There’s a reason we’re addicted to unscripted reality shows—they’re designed to serve up the kind of conflict, competition, and controversy that we can’t take our eyes off of. It’s a delicious recipe for ratings, and an easy escape from our every day lives.
But once you add child exploitation and ethical quandaries, you get Kid Nation. The highly questionable CBS show can best be described as Survivor-meets-Lord of the Flies. The premise: unsupervised kids are left to their own devices in Wild West environs. It lasted for one season in 2007 but, despite its short life, it lives on in infamy on YouTube.
What Is Kid Nation?
Kid Nation was a reality television show that premiered on September 19, 2007 on CBS. The program followed 40 kids between the ages of 8 and 15 as they spent 40 days in a New Mexico ghost town without their parents or any modern comforts.
The children, referred to as “pioneers”, were expected to form a functioning society and government without any adult guidance. The children were divided into four groups, each with its own predetermined leader to enforce laws and set bedtimes. The pioneers were expected to cook their own meals, run their own businesses, and maintain their own outhouses, among many other tasks. At the end of each episode, everyone gathered at a Town Hall meeting and awarded one pioneer a “Gold Star” worth $20,000.
As expected, there was plenty of drama. When the kids weren’t killing chickens or accidentally drinking bleach, they also had to contend with their own adolescent emotions in front of a national audience. Tears were shed and injuries occurred. But it wasn’t enough to keep audiences tuned in. Ratings were flat and TV critics panned the show. After the New York Times published an exposé on potentially illegal and unethical production practices, Nikki Finke at LA Weekly called for CBS to cancel the show before the premiere date.
Why Kid Nation Was Cancelled
On May 14, 2008, CBS officially canceled the series. Blame it on equal parts bad press and poor execution.
Legal issues may have also played a part. According to the New York Times report, families were not allowed to contact their children during production.

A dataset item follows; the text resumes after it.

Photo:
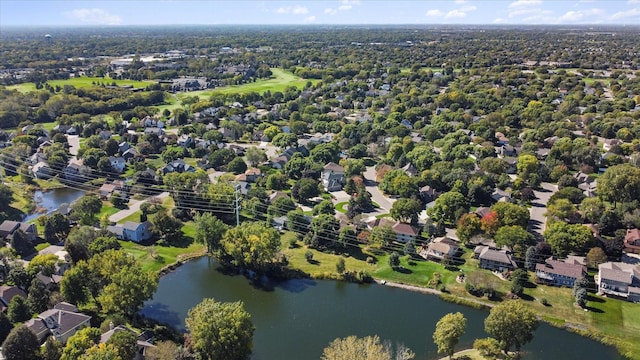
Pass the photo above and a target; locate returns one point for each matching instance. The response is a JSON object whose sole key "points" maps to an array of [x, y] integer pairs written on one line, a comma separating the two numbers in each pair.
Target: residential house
{"points": [[610, 143], [132, 231], [118, 163], [428, 194], [62, 324], [632, 241], [178, 166], [42, 171], [7, 293], [560, 273], [439, 248], [494, 259], [619, 279], [332, 177], [405, 232], [142, 341], [8, 227], [75, 171], [410, 170]]}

They were also required to sign a 22-page waiver agreeing that CBS and the producers “were not responsible for ensuring the medical credentials of someone who might treat, or perform emergency surgery on, the children.” The New Mexico Attorney General pursued an investigation into whether or not production was in violation of state laws, and the American Federation of Television and Radio Artists looked into whether or not the young contestants were subject to union rules.
In an effort to contain the fallout, CBS executives said that a medic and child psychologist were available during production. And they were certainly needed—during production, one contestant accidentally drank bleach from an unmarked container; another burned her face with hot grease while cooking.
It was a double-edged sword for CBS. If the kids were subject to little-to-no supervision, it was a serious lapse in judgment. If there was as much unseen help from adults as they clam, the show’s premise was a myth. Either way, declining viewership over the course of the season sealed its fate.
Where The Kids Are Now
Thirteen years later, the former contestants on Kid Nation are officially adults. As they look back on their moment in the spotlight, a few of them express zero regrets for their participation on the show.
In March 2020, Laurel McGoff told the AV Club that Kid Nation was “the ultimate best experience of [her] life.” “It was really the most memorable part of my childhood,” said the 25-year old. McGoff even discusses her time on the show on TikTok.
Savannah Sergent, who was 10 when she was on the show, has also talked about her experience on the show on TikTok.
Others were disenchanted by the experience. Anjoy Ajodha, who was 12 during filming, says he didn’t feel the kids were abused. “But it was definitely a lot more exploitative than I remember it being back then,” he said in the AV Club report. “The thing is, we weren’t fully formed people. We were kids.”
Ajodha, who was previously the then-youngest person to ever compete in the National Spelling Bee, believes he won a spot on screen because he was typecast. “I’m sure there was an element of ‘Oh my God, we found a brown nerd,'” he said. “I mean, I had a bowl cut and transition lenses. I didn’t really have a chance at not being typecast.”
Kid Nation executive producer Tom Forman isn’t sure a concept like Kid Nation would get picked up today. But in a September 2017 interview with Variety, he reveals that he still follows the cast on social media and says they were the best cast he’s ever had the pleasure of working with.
“Every couple of years I pick up the phone and lob in a call to CBS and see if we should do it again,” he said.